None are doing so as aggressively as Fiordo Blanco.
The company, bought in 1995 by Heritage Salmon of Canada,won organic certification for half of its salmon farms in February from the German firm Naturland. So Fiordo Blanco, whose farms are located adjacent to the vast Pumalín Park conservation area in Chaiten, this year will start selling certified salmon to the growing niche market for organic salmon in North America, Europe and Japan.
To obtain organic status, Fiordo Blanco has adopted a rigorous regimen.
Salmon are hatched and kept for up to two years in closed-containment facilities on land rather than in freshwater pens in rivers or lakes, minimizing problems of water pollution and disease.
Once the salmon are in their final, saltwater stage of development, they inhabit sea cages containing slightly more than half the amount of salmon that typically are packed into conventional cages.And the nets are changed once a month to minimize accumulation of bacteria and funguses.
Monitoring devices in the pens are used to prevent the release of excess feed.
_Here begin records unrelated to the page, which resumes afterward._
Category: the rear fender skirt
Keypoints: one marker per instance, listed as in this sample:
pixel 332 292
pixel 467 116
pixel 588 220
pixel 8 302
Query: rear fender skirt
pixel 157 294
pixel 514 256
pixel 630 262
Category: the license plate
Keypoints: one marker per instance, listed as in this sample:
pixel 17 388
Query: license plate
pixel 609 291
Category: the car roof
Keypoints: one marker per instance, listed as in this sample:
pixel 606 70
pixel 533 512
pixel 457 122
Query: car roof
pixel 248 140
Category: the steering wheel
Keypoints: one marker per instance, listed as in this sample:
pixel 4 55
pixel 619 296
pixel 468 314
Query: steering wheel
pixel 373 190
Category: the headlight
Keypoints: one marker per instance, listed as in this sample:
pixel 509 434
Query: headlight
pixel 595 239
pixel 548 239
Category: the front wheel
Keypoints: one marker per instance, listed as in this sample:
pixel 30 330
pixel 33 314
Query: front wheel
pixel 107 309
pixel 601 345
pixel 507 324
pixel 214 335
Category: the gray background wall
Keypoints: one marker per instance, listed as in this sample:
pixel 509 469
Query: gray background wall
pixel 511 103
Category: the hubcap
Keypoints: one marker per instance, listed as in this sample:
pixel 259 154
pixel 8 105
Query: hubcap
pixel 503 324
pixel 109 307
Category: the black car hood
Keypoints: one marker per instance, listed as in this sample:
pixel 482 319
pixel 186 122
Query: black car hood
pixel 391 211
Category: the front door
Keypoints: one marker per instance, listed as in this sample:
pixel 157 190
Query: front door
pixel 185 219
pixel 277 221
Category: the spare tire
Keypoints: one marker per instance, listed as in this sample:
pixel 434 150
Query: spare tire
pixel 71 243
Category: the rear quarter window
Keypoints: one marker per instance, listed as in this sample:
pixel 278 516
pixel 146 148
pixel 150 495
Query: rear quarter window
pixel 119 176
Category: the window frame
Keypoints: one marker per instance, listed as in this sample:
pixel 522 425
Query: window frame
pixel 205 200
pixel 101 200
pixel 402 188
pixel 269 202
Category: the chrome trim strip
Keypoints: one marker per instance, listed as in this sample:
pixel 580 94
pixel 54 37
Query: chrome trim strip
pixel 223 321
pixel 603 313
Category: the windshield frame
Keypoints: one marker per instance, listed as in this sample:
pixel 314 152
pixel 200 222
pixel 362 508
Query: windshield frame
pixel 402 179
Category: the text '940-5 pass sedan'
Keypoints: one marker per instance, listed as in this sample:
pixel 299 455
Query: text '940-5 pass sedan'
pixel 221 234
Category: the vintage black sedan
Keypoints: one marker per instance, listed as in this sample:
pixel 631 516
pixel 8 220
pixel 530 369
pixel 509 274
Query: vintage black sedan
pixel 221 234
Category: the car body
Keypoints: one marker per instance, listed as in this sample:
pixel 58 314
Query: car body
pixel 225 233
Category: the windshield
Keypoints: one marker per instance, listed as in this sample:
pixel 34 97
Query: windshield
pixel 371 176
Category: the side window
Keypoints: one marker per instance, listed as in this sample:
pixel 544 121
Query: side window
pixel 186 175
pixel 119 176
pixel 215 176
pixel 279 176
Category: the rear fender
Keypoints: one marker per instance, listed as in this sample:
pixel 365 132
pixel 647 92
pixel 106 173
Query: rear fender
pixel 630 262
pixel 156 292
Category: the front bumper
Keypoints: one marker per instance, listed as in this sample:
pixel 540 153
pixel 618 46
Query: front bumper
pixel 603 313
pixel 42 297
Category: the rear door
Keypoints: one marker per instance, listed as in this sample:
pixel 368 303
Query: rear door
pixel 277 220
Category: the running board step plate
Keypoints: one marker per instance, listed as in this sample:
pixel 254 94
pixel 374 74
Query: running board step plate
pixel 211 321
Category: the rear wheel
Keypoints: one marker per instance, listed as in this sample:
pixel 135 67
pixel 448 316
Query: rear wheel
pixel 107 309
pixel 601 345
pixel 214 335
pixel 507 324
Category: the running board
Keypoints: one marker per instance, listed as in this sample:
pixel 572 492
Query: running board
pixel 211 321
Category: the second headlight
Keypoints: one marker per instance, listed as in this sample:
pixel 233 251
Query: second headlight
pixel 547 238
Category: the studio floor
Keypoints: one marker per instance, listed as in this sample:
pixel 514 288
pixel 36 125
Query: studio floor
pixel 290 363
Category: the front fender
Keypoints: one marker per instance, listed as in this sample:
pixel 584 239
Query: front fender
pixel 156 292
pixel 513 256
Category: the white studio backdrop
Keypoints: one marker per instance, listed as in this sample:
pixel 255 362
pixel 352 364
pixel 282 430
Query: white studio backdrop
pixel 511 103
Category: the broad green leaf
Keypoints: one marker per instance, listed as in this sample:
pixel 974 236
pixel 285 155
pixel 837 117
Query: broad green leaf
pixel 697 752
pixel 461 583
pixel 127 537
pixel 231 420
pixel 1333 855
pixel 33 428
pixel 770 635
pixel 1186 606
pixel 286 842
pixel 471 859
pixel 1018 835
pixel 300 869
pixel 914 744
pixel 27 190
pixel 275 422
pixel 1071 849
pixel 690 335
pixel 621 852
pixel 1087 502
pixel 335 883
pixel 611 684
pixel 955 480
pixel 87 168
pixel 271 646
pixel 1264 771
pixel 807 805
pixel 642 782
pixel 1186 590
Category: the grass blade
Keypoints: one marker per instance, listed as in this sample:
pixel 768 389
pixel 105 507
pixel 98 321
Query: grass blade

Sea cucumbers (Holothuroidea) and other waste-eating marine creatures are placed inside and beneath the sea cages to help control contamination.
As for feed, the non-meat portion must be obtained from certified South American providers of organic soy and wheat, while the wild-fish content must come from sustainable sources.
Pigment for the meat (farmed salmon are
not naturally pink as wild salmon are) must be made from natural yeast.
Bill Drope, Fiordo Blanco’s director of operations, says the eco-friendlier approach boosts costs—and, thus, prices to the consumer —by about 50%. But higher prices and the organic practices they support, he suggests, are an essential step in ensuring farmed salmon remains
a viable product.
“There is so much bad press about farmed salmon these days,” he says.“We want to do everything we can to strengthen the argument for [consumers] to buy salmon.”